“Constant†Branching and Loops
I assume that everyone is aware of what branching (if, else, etc) and loops (for, while, etc) are. This first category makes its decisions based on constants; the advantage of constants is that they are constant for a large set of vertices. This means that the behaviour of the Vertex Shader is identical for a large set of vertices and this works very well with the SIMD nature of the Vertex Shader. Branching and loops can quite simply be implemented using instructions that conditionally change the program counter. Since the values used for branching and looping are constant over a large number of vertices there is no problem with multiple vertices being processed by the same pipeline to avoid latency impact. Things get tricky when the Vertex Shader has to allow…
Dynamic Branching and Loops
This second category makes its branching/looping decisions based on the contents of temporary registers; these registers can contain completely different values for each vertex. For example we can decide to execute a different number of loops based on the position of a vertex; since the position of each vertex we process is different it also means that the number of loops executed for each vertex can be different. This kind of behaviour breaks SIMD, remember that SIMD stands for Single Instruction Multiple Data, we still have multiple data elements (vertices) but we do not necessarily have the same Single Instruction. Supporting dynamic branching and looping means that ideally every vertex requires its own program counter, since different vertices execute different paths through the program (more less loops, branches executed or not). For example take the following program:
Loop (X) A End Loop If (Y) B Else C End If D |
Depending on the value of X and Y this program can result in different code being executed. Some different possibilities are:
AAABD AAAACD ABD CD … |
The basic issue is that each vertex can execute different instructions (execute code block B or C) and different amounts of instructions (Block A can get executed zero, one, two… N times).

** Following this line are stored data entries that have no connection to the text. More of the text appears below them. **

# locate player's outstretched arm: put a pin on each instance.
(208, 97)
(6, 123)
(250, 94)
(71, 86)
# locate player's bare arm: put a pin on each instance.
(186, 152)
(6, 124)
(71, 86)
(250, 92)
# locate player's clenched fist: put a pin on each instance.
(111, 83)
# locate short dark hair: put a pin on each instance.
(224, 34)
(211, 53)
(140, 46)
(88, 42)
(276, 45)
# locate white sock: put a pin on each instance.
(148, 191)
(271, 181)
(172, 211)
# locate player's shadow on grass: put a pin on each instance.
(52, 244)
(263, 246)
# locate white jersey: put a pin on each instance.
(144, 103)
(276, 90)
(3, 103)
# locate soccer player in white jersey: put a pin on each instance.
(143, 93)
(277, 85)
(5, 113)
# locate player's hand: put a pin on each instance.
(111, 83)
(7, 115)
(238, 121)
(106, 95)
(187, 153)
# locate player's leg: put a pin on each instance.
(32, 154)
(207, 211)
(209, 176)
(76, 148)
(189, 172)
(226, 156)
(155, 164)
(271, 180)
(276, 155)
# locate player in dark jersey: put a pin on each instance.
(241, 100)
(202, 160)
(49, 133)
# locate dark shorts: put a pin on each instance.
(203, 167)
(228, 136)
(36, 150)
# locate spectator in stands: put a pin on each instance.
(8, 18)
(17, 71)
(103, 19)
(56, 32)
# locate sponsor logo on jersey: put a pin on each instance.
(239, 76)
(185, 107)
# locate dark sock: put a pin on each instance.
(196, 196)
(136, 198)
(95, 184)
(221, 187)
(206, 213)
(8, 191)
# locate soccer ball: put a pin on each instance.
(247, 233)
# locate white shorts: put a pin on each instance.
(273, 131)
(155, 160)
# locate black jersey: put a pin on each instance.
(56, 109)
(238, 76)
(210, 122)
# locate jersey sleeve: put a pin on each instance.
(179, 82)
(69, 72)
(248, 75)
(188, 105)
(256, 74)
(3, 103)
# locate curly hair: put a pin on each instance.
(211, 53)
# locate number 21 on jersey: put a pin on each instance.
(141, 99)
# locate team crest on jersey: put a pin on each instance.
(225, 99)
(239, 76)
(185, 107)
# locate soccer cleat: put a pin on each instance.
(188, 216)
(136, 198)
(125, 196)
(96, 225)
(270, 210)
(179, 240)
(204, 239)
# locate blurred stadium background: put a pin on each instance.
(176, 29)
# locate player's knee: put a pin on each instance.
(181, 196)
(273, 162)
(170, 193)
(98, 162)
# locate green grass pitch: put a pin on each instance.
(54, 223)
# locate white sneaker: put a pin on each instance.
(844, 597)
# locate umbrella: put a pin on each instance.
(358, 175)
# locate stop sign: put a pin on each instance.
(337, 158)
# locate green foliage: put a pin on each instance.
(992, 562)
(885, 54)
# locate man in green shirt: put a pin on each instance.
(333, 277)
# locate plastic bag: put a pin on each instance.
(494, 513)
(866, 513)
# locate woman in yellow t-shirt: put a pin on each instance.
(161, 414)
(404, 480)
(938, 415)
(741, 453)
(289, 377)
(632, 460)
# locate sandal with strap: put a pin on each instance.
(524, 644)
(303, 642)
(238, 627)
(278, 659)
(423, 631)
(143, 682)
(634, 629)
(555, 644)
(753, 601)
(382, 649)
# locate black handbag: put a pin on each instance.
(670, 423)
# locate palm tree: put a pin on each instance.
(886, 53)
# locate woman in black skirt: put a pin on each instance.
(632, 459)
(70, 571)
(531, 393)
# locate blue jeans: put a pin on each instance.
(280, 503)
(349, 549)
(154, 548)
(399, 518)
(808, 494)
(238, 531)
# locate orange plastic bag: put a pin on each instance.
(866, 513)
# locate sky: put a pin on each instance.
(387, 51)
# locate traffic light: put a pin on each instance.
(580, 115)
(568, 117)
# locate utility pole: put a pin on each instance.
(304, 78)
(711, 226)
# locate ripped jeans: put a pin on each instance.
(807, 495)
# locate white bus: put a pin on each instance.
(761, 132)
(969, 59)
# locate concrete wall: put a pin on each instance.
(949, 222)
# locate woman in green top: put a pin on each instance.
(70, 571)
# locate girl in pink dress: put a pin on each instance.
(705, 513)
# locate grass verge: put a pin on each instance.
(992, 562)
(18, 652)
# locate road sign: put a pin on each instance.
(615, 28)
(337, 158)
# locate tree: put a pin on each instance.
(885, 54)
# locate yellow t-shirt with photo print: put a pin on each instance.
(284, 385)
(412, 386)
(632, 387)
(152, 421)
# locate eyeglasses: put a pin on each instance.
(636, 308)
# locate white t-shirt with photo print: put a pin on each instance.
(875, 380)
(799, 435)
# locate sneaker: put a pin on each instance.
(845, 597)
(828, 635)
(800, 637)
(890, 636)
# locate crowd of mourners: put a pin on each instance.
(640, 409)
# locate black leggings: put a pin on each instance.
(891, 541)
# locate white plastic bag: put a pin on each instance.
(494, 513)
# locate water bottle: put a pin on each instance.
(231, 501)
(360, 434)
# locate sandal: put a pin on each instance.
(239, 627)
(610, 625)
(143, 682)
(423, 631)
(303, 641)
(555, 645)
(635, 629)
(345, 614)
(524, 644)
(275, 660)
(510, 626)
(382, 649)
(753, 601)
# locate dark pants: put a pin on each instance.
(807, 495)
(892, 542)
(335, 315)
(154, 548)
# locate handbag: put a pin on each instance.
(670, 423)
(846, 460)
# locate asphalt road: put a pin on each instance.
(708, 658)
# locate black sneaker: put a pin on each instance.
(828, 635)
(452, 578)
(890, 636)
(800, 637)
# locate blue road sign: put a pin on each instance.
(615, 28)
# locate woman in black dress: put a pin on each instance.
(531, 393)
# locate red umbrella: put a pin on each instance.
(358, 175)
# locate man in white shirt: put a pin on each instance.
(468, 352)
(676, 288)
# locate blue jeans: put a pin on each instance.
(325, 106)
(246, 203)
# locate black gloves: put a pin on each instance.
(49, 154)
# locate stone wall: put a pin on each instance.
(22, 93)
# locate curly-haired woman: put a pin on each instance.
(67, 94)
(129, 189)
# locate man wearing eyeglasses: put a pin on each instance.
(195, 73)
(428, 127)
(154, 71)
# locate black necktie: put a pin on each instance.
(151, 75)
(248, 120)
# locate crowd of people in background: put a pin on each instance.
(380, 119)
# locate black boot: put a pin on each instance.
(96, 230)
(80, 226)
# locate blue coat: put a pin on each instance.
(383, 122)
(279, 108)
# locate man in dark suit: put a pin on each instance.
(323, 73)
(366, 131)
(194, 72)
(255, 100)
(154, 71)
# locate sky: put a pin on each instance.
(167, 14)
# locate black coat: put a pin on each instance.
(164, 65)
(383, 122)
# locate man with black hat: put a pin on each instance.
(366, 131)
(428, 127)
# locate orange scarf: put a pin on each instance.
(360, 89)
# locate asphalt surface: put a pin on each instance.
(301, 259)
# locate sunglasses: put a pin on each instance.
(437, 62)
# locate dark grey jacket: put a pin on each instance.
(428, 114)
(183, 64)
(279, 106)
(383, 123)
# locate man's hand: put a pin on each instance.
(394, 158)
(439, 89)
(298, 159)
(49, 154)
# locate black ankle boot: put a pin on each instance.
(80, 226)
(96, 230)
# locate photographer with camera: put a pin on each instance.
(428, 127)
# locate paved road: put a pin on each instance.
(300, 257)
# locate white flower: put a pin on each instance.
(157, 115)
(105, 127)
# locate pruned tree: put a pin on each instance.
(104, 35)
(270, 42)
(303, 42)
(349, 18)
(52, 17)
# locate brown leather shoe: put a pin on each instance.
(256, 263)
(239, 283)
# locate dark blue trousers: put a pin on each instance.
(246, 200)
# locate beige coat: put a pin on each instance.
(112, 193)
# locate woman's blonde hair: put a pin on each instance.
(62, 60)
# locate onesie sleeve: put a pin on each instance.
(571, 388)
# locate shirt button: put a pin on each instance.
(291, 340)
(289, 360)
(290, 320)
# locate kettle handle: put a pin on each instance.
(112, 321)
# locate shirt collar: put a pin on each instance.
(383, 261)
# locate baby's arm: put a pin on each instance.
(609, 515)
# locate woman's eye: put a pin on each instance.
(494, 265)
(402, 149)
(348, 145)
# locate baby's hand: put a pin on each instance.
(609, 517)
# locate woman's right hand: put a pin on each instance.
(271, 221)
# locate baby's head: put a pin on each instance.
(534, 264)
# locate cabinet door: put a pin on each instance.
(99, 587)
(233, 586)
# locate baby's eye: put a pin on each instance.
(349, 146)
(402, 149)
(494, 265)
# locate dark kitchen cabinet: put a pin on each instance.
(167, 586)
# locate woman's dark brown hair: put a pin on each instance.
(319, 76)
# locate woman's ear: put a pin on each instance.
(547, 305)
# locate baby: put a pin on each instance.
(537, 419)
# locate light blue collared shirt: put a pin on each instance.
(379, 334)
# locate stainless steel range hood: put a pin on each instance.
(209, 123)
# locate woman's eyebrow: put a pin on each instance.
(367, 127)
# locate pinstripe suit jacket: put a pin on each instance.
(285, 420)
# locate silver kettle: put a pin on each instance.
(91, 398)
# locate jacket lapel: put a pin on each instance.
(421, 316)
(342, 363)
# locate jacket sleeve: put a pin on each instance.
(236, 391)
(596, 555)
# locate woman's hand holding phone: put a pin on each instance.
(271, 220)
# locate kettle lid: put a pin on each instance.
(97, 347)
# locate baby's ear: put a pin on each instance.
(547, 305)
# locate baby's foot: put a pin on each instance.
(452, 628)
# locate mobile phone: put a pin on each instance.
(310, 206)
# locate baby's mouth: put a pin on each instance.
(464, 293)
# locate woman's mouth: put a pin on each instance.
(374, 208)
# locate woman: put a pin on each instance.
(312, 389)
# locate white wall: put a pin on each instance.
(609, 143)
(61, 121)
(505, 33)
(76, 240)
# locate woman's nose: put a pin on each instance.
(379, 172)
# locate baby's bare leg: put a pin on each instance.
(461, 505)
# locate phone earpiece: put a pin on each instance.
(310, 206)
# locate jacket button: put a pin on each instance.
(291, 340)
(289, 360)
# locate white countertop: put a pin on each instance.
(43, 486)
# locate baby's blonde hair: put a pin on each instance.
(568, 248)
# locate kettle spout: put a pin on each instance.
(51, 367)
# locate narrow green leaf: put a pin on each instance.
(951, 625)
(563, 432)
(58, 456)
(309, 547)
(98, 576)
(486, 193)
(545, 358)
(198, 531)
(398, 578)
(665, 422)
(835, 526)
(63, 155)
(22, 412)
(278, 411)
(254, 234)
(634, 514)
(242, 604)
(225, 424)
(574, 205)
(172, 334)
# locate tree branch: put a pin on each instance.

This behaviour causes problems with the SIMD structure of the Vertex Shader that we have built. The ideal solution is to break away from SIMD and allow every vertex processed to do its own thing - but the cost associated with this is huge.
First of all we’d need multiple program counters, multiple instruction decodes, multiple read ports to instruction memory but all of this pales in comparison with the complexity of the control logic since the first vertex processed might be complex and require hundreds of instructions, the following vertices might be quite simple and require only tens of instructions. This results in a complete unbalance in the pipeline structure and keeping track of which vertex is completed, which is being processed becomes a nightmare… remember that at the back-end data is fed into primitive building and if the first vertex takes a long time all other vertices have to wait until this first triangle is complete. While not impossible to support this the complexity is huge and would translate into considerably more silicon being required.
So is there no other solution to support dynamic branching but maintain the fairly simple control logic and structure of the SIMD model? To avoid complicating the control logic we have to remain in SIMD mode, meaning that every vertex that’s in the pipeline processes the same instructions. Due to the dynamic branching this means that some vertices might have to undergo instructions that are invalid and thus have to be disabled. Assume that to absorb latency we push 4 vertices into the processing pipeline. These 4 vertices might have to execute the following instructions:
Vertex 1: AAABD Vertex 2: ABD Vertex 3: AACD Vertex 4: BD |
Since the design is SIMD the same instructions are applied to all 4 vertices. Code block A has to be executed 3 times to allows Vertex 1 to process correctly even though Vertex 2, 3 and 4 do not require this. Code Block B and C both have to be executed since both are selected by at least one vertex being processed. Code Block D is non conditional and thus has to be executed once for every vertex. This means the following code path is executed for all 4 vertices:
AAABCD |
To make sure each vertex produces the correct result some of these instruction blocks have to be enabled (E) / disabled (D):
AAABCD Vertex 1: EEEEDE Vertex 2: EDDEDE Vertex 3: EEDDEE Vertex 4: DDDEDE |
It’s pretty clear that this mechanism is fairly inefficient if the vertices processed in the same batch have very different code paths. The advantage of this technique is the lower complexity, reduced silicon area and chip cost, but it comes with potentially low efficiency, meaning that cycles are “wasted†executing non-needed instructions.
Usually vertices follow similar code paths so things will usually not be quite as bad as illustrated here – but developers should be aware of the potential performance impact of using dynamic branching. Where possible static/constant based branching should be used.
Another thing to keep in mind is that SIMD is usually extended to multiple shader pipelines, so not only do you have a number of vertices being processed by the same pipeline at the same time to hide latency, you also have 4 of these pipelines possibly hooked into the same SIMD model thus increasing the dependencies and reducing the efficiency when executing dynamic branching.
Its essential that developers are aware of the potentially huge impact on performance when using dynamic branching, whenever possibly use static branching – only resort to dynamic branching if the branch is truly dynamic and different for almost every vertex processed.